Thème de la rareté intact

«Si la hausse était uniquement nourrie par les fonds de placements, pourquoi le charbon, qui ne leur est pas accessible, a-t-il vu son cours continuer de s’envoler ces dernières semaines?», ajoute David Grimbert, son associé chez Intercota.

Car pour corser le tout, les gourous du secteur qui brandissaient, avant la crise, l’inadéquation entre le rythme d’extraction du sous-sol et les appétits des nouveaux pays industriels, n’ont en rien changé leur discours. Et promettent des cours toujours plus élevés. Sur la scène pétrolière, ils signalent le rôle joué par les tensions au Nigeria ou en Iran dans le maintien du prix du baril à 70 dollars. Ou rappellent que les pays de l’OPEP sont en passe de réduire leurs approvisionnements de 4 millions de barils par jour, une quantité équivalente à la consommation de la Chine. Olivier Jakob, du bureau d’analyse Petromatrix à Zoug ajoute un peu plus à la confusion. «En avril, le trafic routier aux Etats-Unis a progressé de 0,6% par rapport à l’an dernier, ce qui n’était jamais arrivé depuis octobre 2007.» Or, jusque-là, un des arguments avancé pour justifier l’irrationalité de la hausse du pétrole était celui d’une Amérique en crise soudain moins avide d’hydrocarbures. Ce qui semble renvoyer à leur théorie du complot les tenants d’une hausse uniquement financière des cours des hydrocarbures et des minerais.

Baisse des cours attendue

«En réalité, ces deux courants de pensée ont raison», résume cependant Dominique Casaï, responsable d’Uram, maison genevoise spécialisée dans les matières premières. «Nombre de professionnels de l’investissement ont toujours souscrit à ces scénarios [de rareté] mais ont arrêté de les concrétiser en décisions de placement au moment le plus inopportun: en novembre, lorsque tout s’effondrait», poursuit ce dernier. Or certains ont mis du temps à s’extraire de cette atmosphère de fin du monde. Et maintenant que la remontée des cours mondiaux dure depuis des semaines, «ils craignent d’acheter au plus mauvais moment». Seule solution, «attendre une nouvelle baisse des cours pour se repositionner», poursuit ce spécialiste; qui admet «ne plus toucher aux marchés à terme» et se contenter de «s’aventurer sur les marchés qui ne se sont pas emballés, par exemple l’uranium».

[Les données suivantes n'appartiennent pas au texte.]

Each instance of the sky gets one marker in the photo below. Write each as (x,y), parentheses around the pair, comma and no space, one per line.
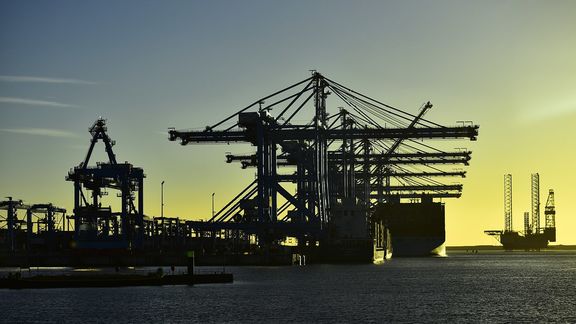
(145,66)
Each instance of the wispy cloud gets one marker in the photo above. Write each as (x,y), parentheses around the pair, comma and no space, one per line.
(16,78)
(39,132)
(33,102)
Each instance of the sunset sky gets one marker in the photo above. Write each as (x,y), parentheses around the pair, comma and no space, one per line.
(508,66)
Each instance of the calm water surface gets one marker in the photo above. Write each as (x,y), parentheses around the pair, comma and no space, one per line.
(484,287)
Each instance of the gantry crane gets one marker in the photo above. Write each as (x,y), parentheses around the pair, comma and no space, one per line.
(350,156)
(97,226)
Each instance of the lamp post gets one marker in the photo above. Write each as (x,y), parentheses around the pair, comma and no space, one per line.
(162,199)
(213,204)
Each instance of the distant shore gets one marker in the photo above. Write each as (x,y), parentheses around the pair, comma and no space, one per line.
(499,247)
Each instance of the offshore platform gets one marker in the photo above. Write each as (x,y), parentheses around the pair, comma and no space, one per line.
(534,237)
(343,184)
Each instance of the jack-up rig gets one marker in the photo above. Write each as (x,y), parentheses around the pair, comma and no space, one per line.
(337,183)
(534,237)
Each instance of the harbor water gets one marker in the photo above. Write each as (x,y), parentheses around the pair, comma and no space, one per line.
(486,286)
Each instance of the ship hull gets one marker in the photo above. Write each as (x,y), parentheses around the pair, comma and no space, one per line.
(415,229)
(417,246)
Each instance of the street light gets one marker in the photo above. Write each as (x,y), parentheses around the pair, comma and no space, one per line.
(213,204)
(162,199)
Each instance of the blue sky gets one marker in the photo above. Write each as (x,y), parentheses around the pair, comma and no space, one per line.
(149,65)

Cette perplexité a tout lieu de décevoir les investisseurs. Mais ce sont en réalité ces derniers qui ont créé le brouillard actuel. C’est en effet leur afflux massif sur le marché du pétrole ou du cuivre qui rend impossible de déterminer si le prix d’une cathode ou d’un baril reflète l’équilibre des échanges internationaux… ou de simples flux financiers.